That having been said, I must add that the “Civil War” is a tragic failure of our history in its current remembrance … It was actually an unconstitutional war declared by congress and President Lincoln, as it is the Constitutional right of the individual states to depart the union whenever they feel any grievance that may arise is too great to mend. This right was heavily fought for by anti-federalists like Patrick Henry and Sam Adams in the Constitutional Convention.

The war was not fought over slavery but rather states rights.

Granted the secessionist states wanted to retain slavery and that was a major point of contention. [But] the struggle was actually driven by the southern states cotton, and the northern states shipping … Add a healthy dose of Yankee Trader greed and Southern Honor, and you get what happened. You can discover this by delving into the writings contemporary to the time, by authors who were there. Revisionist historians, bent on an agenda that serves today’s politics have contorted it to the current fallacy.

♦ ♦ ♦ 

I only wish to educate on these critical points, because of the lessons we as a Republic should have learned from the outcome of that War. It was the death of States rights, and the ascendancy of the Federal Government. Just look at the Amendments we are saddled with from the reconstruction era and the fact that [the] income tax stems from this as well.
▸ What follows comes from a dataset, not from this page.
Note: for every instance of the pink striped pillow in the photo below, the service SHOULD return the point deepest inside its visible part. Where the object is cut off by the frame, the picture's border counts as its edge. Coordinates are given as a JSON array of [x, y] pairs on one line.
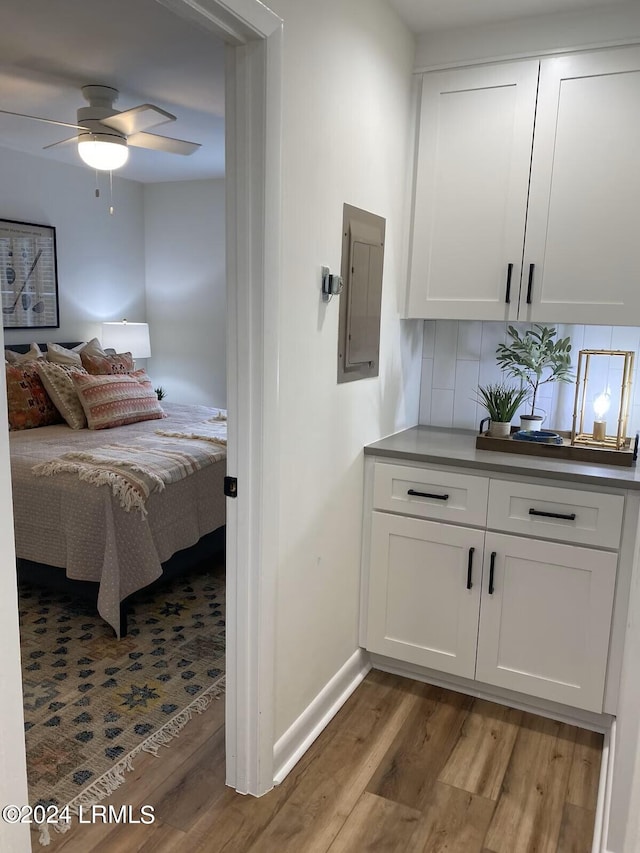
[[115, 400]]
So there you have it, friends. Derek Skees has The Truth about the Civil War. Our teachers and professors lied to us. The war wasn’t about slavery. It was just a cottonpickin’ trade war, unconstitutional because every state has the right to secede from the Union (Jefferson Davis, you were right). And perhaps worst of all, it led to the federal income tax.

Hooooo Boy!

What’s next? The independent Republic of Montana? The Flathead Free State? The Constitutional Nation of Whitefish?
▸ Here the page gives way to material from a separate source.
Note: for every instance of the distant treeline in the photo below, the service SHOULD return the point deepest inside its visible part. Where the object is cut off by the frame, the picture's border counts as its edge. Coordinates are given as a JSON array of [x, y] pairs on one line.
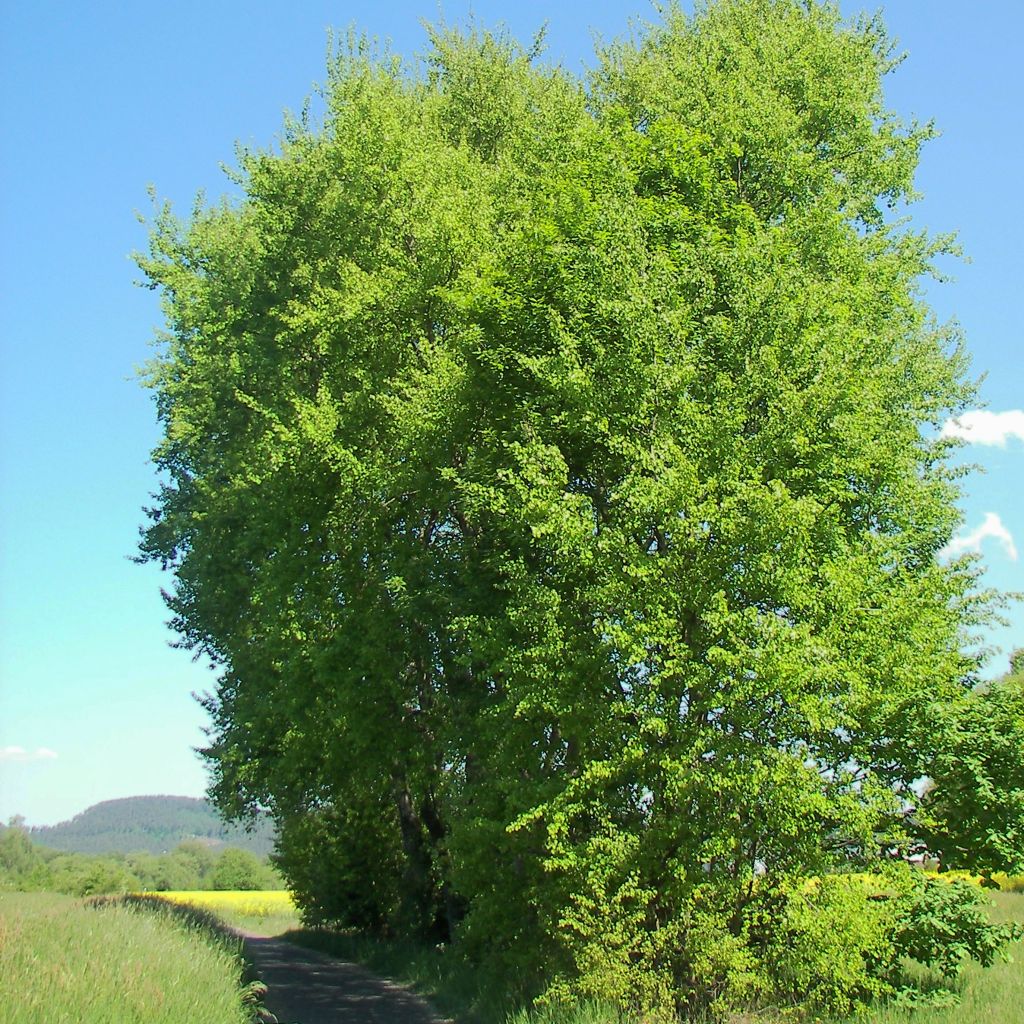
[[155, 824], [192, 864]]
That’s where Skees’ notion that succession and nullification are constitutional leads. And he’s not alone in his beliefs. As I reported in Will Montana Fire on Fort Sumter? last year, two nullification resolutions, HR-3 and HJR-26, were introduced in the 2009 session of Montana’s legislature. HR-3 reached the House’s floor, but died on a tie vote. “A century and a half ago,” I observed,

the doctrine of nullification led to the attempted secession of the Confederate states and the Civil War. It is more than a little disappointing and disquieting that some members of Montana’s legislature are attempting to give new credence and voice to a discredited idea over which so much blood was spilled.

In my book, asserting the constitutionality of succession and nullification does not put a man dead in the political center. It puts him in cloud cuckoo land.

And it might, if not strongly countered by his Democratic opponent, Will Hammerquist, put Derek Skees in the 2011 Montana legislature.

Why? Because Skees is hungry and he has the zealous energy of a true believer. He’s mounting a strong campaign, and unlike Dane Clark, he hasn’t been foolish enough to open-carry a sidearm while campaigning. During the campaign finance reporting period that ended on 27 May, he raised $6,200, almost $2,000 more than the $4,390 raised by his Democratic opponent, Will Hammerquist. And unlike Hammerquist, he didn’t loan himself any money.

Skees won a clear majority in the GOP primary on 8 June, receiving 612 votes. Hammerquist, who was denied the benefit of a primary challenger, received only 436 votes in a Democratic District that three times sent Mike Jopek to Helena by convincing margins. HD-4 now is an open seat in a slightly Democratic district in a year of angry voters. At this point, I rate the Hammerquist-Skees contest as even money.